Sisanya, sekitar 20% portofolio sahamnnya dialokasikan untuk aktivitas trading. Namun ia tetap selektif, hanya bermain di saham-saham blue chip dan beberapa saham yang prospektif. Metode trading yang ia gunakan pun sederhana mulai dari memantau net foreign buy/sell, melihat tren harga saham satu hingga dua bulan terakhir, serta strategi buy on rumor.
Natanael mengaku bukan tipe investor yang agresif, Ia memposisikan dirinya sebagai investor moderat. Strategi investasinya pun berfokus pada penempatan dana di aset yang tidak memberikan keuntungan cepat dari aktivitas trading, tetapi mampu menghasilkan dividen stabil serta capital gain dalam jangka panjang.
Oleh karena itu, ia nyaman memegang saham-saham perbankan tanpa tekanan untuk segera menjual, sebab dividen yang diterima sudah memberikan hasil yang bisa dinikmati.
Saat ini, Natanael membagi portofolio investasinya dengan komposisi 50% pada sektor properti, 20% pada saham, 20% pada reksadana, dan 10% sisanya dalam bentuk cash serta logam mulia.
Porsi terbesar masih ditempatkan di properti. Menurutnya, keputusan mempertahankan alokasi besar di instrumen itu sangat dipengaruhi kondisi pasar saat ini.
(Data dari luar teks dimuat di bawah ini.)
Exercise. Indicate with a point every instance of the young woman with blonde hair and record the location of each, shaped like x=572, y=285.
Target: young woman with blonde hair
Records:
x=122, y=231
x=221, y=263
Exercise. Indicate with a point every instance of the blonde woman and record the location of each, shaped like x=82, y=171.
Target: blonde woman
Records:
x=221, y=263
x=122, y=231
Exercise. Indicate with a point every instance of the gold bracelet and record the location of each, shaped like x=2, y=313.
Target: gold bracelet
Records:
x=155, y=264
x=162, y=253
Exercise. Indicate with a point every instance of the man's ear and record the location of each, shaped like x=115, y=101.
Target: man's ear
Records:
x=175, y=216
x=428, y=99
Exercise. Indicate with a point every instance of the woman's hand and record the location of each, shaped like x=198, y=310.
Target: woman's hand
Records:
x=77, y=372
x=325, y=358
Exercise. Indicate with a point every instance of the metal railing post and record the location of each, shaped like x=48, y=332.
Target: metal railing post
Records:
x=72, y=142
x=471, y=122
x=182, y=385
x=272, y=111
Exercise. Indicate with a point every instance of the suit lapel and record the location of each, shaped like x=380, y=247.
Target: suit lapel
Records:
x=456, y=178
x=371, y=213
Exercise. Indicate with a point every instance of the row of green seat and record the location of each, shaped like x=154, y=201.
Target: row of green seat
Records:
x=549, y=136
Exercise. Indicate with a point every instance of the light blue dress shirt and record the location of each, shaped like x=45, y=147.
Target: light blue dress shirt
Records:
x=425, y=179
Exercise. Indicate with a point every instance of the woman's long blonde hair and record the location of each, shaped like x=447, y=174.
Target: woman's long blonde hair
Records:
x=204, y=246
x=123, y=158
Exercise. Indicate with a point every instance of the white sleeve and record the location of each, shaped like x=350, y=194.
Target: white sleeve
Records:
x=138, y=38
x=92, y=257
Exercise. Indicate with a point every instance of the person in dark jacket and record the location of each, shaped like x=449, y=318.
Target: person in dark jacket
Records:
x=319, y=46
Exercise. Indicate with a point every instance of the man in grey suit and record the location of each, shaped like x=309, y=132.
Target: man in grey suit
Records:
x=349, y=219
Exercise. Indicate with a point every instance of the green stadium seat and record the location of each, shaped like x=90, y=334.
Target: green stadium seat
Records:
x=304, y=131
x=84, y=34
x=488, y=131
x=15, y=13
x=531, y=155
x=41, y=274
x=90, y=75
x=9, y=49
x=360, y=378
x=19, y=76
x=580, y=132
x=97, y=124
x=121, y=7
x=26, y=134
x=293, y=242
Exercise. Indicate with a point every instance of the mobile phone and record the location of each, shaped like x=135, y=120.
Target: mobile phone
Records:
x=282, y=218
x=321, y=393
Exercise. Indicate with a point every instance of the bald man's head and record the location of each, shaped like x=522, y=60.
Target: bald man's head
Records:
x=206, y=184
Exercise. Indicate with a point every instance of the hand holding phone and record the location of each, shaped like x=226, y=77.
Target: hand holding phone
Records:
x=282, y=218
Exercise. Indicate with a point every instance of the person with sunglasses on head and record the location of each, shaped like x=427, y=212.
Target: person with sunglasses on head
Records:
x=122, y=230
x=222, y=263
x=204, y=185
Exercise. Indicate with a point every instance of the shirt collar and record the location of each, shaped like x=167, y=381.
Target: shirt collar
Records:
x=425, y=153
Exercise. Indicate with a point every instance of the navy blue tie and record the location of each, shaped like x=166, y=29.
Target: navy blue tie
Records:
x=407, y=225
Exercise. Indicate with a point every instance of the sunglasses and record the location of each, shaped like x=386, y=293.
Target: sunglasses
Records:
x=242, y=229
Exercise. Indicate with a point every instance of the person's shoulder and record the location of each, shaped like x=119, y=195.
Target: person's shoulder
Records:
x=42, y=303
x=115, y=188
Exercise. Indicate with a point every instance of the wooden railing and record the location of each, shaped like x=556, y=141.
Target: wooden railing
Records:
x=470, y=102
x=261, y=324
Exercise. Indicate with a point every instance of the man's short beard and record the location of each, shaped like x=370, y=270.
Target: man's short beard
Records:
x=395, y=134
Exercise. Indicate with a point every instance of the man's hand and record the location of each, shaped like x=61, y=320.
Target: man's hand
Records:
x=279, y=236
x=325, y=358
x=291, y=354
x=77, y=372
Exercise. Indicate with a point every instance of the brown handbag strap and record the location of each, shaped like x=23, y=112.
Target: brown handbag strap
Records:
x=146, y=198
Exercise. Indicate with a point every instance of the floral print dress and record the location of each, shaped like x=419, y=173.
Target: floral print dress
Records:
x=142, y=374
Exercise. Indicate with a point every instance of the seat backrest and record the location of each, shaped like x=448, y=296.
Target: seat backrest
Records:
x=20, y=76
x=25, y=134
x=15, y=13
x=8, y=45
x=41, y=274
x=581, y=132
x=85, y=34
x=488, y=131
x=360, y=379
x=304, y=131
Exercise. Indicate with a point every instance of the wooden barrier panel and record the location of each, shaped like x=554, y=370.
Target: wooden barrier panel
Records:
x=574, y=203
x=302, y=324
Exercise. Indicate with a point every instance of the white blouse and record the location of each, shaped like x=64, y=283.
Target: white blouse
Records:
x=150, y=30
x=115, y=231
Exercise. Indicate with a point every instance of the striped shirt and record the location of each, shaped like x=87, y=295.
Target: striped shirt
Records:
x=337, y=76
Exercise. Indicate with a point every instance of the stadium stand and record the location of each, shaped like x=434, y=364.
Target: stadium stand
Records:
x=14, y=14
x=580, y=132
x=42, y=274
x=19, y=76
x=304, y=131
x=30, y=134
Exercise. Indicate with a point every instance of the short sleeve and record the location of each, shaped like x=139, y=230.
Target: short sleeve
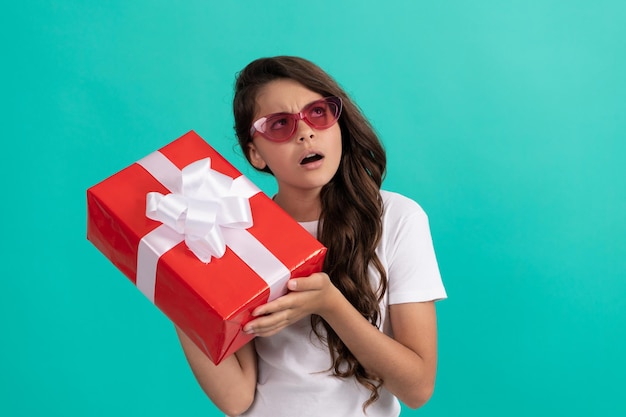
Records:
x=412, y=269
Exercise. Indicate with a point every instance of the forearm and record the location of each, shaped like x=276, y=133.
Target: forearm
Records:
x=405, y=373
x=231, y=384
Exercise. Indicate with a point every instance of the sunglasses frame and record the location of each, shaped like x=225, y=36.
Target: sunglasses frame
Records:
x=258, y=125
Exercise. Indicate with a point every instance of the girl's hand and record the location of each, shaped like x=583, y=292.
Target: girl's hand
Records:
x=309, y=295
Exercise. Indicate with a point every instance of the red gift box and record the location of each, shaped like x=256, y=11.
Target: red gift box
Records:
x=218, y=248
Sebagian aset properti miliknya berbentuk apartemen. Karena harga apartemen masih turun signifikan, ia memilih tidak merealisasikan kerugian.
“Kalau saya melepas properti sekarang, itu berarti harus siap menjual dengan harga di bawah,” ujarnya.
Meski begitu, ia tetap yakin sektor properti akan bangkit kembali. Pemulihannya mungkin tidak terjadi dalam waktu dekat. Ia percaya ketika ekonomi Indonesia menguat, kinerja sektor properti pun akan mengikuti.
Dari rangkaian perjalanan investasinya, salah satu pencapaian yang paling ia syukuri ialah bisa membantu orang tuanya membeli rumah menggunakan hasil investasinya.
“Bukan saya minta orang tua membelikan rumah, tapi saya bantu orang tua untuk beli rumah dari hasil investasi saya,” paparnya.